Just when you think it can’t get any worse for Camila Batmanghelidjh, it does. Not only is she no longer chief executive of Kids Company, but the National Portrait Gallery is apparently thinking of taking her picture down. Talk about kicking someone when they’re down.

How to avoid fundraisers


Things have been pretty bad for a while now in the fundraising world, but you know that things are going badly when a national newspaper feels inclined to publish a long article containing advice on how to avoid fundraisers in the street, as Metro did the other day. (Metro used the C-word, by the way, but Diary will not stoop to obscenity.)

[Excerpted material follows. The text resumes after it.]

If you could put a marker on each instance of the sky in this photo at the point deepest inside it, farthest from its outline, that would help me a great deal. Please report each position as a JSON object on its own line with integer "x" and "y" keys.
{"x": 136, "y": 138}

The advice was pretty revolutionary, though. Pretend to be foreign, cross the road, wear big headphones and pretend to be deaf. Genius. They missed out “stick your underpants on your head and two pencils up your nose and pretend to be mad” – but maybe it was done in too much of a hurry to think up such an in-depth plan.

Cricket without Boundaries

Diary, as you’ve probably worked out by now, has a passing fancy for our summer sport, and so would like to draw your attention to a fine charity called Cricket Without Boundaries.

Anyway, Diary hears that the Australian cricket team’s first innings at Trent Bridge was played in their honour.